Stefano Bruno, l’avvocato di Davide Paitoni, morto suicida in carcere oggi, ha parlato delle condizioni del suo assistito.
Si era macchiato di un delitto talmente atroce e crudele che la sua mente non ha retto le conseguenze psicologiche delle sue azioni. Questa la disamina basilare legata alla morte di Davide Paitoni, suicidatosi nel carcere di San Vittore oggi. Paitoni, l’1 gennaio, aveva ucciso il figlio Daniele, di soli 7 anni. Ma il rimorso e il senso di colpa ha schiacciato l’uomo a tal punto da causarne l’impossibilità di continuare a vivere. Queste le parole dell’avvocato di Davide Paitoni, Stefano Bruno, intervenuto poche ore dopo la morte del suo assistito all’AdnKronos.
Le parole del legale
“Se avessi immaginato che cosa aveva in mente, avrei in tutti i modi cercato di evitarlo”. Queste le parole di Stefano Bruno in merito alla morte del suo assistito. Paitoni “era in condizioni di grave sofferenza fisica, psichica e, secondo me, anche psichiatrica”. Ecco perché “avevo chiesto per lui una perizia, ma il giudice ha ritenuto di non disporla perché dalle modalità con cui è stato eseguito il delitto, ha desunto esservi una prova ‘tranquillizzante’ della sua capacità di intendere e di volere”. Anzi, “una perizia psichiatrica sarebbe stata anche dilatoria”.
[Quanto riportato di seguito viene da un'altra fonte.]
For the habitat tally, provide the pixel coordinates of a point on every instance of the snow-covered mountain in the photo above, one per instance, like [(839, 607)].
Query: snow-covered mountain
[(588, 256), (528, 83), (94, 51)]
Il problema del legale era la difficoltà di comunicazione con l’omicida: “Io parlavo, ma quando si cominciava ad entrare in argomento, lui andava in confusione, in depressione, in pianto; diceva di avere un buio, di non ricordare, di avere le idee confuse; straparlava. Diceva cose a volte con poco senso”. L’avvocato, inoltre, smentisce che l’uso abituale di Paitoni di alcool e droga avesse potuto contribuire al delitto.
“Lui aveva fatto uso sporadico, in gioventù, di cocaina per andare, ad esempio in discoteca; poi ne aveva recuperata una piccola quantità nel momento in cui era agli arresti domiciliari, o poco prima, ma non era affatto un tossicodipendente. Se poi fosse drogato nel momento in cui è avvenuto il delitto, non lo sapremo mai perché uno degli aspetti su cui ho cercato di far luce, come ho sempre detto, è che non riuscivo a parlare con lui. L’ho fatto visitare da una psicologa forense, che mi ha poi dato della documentazione sulla scorta della quale io ho chiesto la perizia psichiatrica“, ha concluso Bruno.